If I don't have a default constructor methods, can I conbine like this?
PHP:
public class Student{
	private String name;
	private int age;
	private double gpa;
	private char [] courseGrade;
	private static int count = 0;

	public Student(String name, int age){
		this.name = name;
		this.age = age;
		gpa = 0;
		courseGrade = null;
                count++;
	}
 
        public int getCount(){
                return count;
        }
        ................................
}

By the way, would you mind to look over my program?

PHP:
public class Student{
	private String name;
	private int age;
	private double gpa;
	private char [] courseGrade;
	private static int count = 0;

	public Student(String name, int age){
		this.name = name;
		this.age = age;
		gpa = 0;
		courseGrade = null;
	}

	public String getName(){
		return name;
	}

	public int getAge(){
		return age;
	}

	public double getGpa(){
		return gpa;
	}

        public int getCount(){
                return count;
        }

	public void setGrades(char [] grades){
		courseGrade = new char [grades.length];
		for (int i = 0; i < grades.length; i++){     // Problem seems here, I don't know how to create the courseGrades from null. Is that ok?
			courseGrade[i] = grades [i];
		}

		for (int i = 0; i < grades.length; i++){
			switch (grades[i]){
				case 'A': gpa += 4;
				break;
				case 'B': gpa += 3;
				break;
				case 'C': gpa += 2;
				break;
				case 'D': gpa += 1;
				break;
			}
			gpa /= grades.length;
		}
	}

	public String toString () {
		String tempString = "";
		tempString.format("Name: %s \n Age: %d \n GPA: %4.2f \n Grades: ",
		                                                  name, age, gpa);
		for (int i = 0; i < courseGrade.length; i++) {
			tempString += courseGrade [i] + ", ";
		}

		return tempString;
	}

	public static void main (String[]args){
		Student s1 = new Student ("Joe", 19);
		char grades1 [] = {'A', 'A', 'A', 'A', 'A', 'A', 'B', 'B'};

		s1.setGrades(grades1);
		s1.getGpa();
		s1.toString();

		Student s2 = new Student("Mary", 20);
		char grades2 [] = {'A', 'A' , 'B', 'B', 'C', 'C', 'D', 'D', 'F', 'F'};
		s2.getGpa();
		System.out.println("Before calculating the GPA \n" + s2.toString());
		s2.setGrades(grades2);
		s2.getGpa();
		System.out.println("After calculating the GPA \n" + s2.toString());
	}
}
 

chroot

Staff Emeritus
Science Advisor
Gold Member
10,097
33
Yes, you've added "count++" to your constructor appropriately.

- Warren
 
18
0
I have one more question about static variable.
If I have an array:
PHP:
Student [] students = new Student [20];
and I have to write a method to create a Student object and put a reference to this student in the students array.
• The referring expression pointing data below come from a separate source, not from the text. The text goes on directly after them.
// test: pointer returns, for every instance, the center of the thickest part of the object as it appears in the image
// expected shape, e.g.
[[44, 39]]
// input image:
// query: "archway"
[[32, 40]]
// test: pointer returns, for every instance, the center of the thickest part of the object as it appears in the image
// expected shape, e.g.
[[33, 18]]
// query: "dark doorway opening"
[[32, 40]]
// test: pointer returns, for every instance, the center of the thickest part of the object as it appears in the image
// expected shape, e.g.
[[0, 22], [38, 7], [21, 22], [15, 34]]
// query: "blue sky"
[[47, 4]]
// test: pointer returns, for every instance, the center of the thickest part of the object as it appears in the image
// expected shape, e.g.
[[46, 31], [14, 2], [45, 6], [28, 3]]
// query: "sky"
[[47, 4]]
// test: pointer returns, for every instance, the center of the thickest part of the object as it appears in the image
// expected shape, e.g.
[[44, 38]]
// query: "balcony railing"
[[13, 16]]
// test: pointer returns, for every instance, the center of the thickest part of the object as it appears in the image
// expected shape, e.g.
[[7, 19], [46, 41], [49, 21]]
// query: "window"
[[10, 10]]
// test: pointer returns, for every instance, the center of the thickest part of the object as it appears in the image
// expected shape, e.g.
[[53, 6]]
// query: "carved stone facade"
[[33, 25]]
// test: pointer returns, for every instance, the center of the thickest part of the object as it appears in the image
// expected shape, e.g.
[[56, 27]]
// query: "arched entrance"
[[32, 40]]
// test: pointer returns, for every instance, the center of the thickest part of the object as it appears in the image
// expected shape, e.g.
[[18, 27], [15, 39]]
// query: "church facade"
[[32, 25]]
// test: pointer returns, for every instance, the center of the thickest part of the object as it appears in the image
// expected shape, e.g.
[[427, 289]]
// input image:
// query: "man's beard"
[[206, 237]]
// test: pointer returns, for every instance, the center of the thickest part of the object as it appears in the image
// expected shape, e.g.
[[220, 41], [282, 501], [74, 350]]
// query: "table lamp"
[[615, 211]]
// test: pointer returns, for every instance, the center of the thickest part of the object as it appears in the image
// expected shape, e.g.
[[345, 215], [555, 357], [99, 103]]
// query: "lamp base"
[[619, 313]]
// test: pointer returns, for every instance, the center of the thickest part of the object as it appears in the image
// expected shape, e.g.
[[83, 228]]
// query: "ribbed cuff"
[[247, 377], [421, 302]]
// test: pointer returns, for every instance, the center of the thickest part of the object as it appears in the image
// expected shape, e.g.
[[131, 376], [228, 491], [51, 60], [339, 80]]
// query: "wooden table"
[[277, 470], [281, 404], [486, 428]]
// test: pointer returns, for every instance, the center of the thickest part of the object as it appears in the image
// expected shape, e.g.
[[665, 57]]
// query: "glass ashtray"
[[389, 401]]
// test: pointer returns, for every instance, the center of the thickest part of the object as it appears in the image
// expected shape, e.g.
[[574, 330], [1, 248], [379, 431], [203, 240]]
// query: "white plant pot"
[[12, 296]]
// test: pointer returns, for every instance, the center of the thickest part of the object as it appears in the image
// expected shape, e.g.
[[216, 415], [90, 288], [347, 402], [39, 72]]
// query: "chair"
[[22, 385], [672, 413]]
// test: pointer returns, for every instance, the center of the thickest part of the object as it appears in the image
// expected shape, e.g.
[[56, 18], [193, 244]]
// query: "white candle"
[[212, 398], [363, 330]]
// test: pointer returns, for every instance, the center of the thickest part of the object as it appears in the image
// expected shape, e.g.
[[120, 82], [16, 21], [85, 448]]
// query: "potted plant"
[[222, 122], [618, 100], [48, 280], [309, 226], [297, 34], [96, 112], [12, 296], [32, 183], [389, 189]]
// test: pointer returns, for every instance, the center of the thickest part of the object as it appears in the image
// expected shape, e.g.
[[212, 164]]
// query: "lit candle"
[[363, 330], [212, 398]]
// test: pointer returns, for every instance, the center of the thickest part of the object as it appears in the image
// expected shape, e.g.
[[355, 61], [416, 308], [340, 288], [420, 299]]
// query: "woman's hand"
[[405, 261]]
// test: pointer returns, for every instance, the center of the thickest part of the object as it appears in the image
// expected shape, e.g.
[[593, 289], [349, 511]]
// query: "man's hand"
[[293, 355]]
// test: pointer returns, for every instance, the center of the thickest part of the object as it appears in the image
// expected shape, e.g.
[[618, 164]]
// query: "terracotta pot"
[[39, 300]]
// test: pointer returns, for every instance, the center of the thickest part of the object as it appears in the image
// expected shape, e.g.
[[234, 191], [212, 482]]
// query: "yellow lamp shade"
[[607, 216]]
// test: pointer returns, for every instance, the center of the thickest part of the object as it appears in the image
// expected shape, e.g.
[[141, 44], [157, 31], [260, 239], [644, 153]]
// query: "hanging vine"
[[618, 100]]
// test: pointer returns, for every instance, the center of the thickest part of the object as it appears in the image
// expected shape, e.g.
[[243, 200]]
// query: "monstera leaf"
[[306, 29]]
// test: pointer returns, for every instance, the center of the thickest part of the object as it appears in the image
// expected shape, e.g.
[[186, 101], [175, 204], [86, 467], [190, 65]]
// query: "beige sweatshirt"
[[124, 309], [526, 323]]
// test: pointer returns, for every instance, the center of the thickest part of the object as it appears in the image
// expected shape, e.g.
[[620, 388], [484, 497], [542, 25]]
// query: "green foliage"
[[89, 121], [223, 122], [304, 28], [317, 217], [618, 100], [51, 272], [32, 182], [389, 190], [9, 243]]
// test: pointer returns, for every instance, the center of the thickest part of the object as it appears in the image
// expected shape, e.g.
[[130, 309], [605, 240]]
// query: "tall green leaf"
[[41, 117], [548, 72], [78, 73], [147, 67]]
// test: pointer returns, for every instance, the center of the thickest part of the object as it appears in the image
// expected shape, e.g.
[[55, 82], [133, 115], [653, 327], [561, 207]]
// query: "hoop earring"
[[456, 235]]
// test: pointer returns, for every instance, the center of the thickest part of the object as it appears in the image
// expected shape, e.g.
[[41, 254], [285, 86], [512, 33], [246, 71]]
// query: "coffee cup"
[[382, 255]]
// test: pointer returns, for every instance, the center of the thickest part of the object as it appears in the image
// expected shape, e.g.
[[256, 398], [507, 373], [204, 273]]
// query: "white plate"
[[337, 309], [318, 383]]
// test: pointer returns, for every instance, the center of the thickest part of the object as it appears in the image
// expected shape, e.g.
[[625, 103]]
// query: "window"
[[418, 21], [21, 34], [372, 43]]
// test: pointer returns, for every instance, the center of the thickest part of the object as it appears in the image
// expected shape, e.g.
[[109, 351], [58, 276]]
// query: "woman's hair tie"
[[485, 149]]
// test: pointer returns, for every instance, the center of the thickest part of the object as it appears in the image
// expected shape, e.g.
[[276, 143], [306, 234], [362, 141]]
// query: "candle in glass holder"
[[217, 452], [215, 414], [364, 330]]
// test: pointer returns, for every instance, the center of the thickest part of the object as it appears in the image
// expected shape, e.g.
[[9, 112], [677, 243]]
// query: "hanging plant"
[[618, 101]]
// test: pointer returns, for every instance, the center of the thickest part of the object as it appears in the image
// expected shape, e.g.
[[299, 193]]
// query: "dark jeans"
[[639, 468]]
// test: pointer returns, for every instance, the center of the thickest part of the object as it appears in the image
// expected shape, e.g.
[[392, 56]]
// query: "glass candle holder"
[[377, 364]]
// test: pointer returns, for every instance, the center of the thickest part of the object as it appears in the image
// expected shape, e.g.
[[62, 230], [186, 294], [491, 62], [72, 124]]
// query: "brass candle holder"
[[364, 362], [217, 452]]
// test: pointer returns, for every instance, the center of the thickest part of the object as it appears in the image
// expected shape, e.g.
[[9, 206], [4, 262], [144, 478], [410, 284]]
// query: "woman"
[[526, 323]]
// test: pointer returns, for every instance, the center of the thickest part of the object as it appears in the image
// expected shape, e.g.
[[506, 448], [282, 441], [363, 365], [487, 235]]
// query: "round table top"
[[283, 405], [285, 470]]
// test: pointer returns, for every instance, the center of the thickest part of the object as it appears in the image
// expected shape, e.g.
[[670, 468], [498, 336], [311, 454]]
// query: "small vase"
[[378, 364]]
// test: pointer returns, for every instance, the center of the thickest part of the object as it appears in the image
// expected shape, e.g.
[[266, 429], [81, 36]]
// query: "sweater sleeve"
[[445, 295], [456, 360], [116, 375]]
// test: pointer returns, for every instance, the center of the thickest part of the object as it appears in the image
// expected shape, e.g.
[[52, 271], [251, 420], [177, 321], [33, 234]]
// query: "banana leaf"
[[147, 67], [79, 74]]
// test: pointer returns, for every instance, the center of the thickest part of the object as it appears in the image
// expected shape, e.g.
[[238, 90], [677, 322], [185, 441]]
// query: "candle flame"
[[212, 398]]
For each time adding one student, I have to know how many students have added in the students array, so I think I need one more variable
PHP:
int count;
to do this.

I think this variable would be static, right?
 

0rthodontist

Science Advisor
1,230
0
count probably should have the same visibility as your Student[] array. For example if your students array is a global static variable, that's what the count should be. If the students array is local and you pass it to the add student method, then you should also pass count to the add student method and have it return the new count. A good solution is to have a Students class that contains both the count and the students array, as well as the add student method. That way you do not have to keep track of count and students separately.

A better way would be to use a Vector<Student> (from package java.util.*). That will automatically report how many students are in it by the size() method and there is no limit on the number of students it can contain.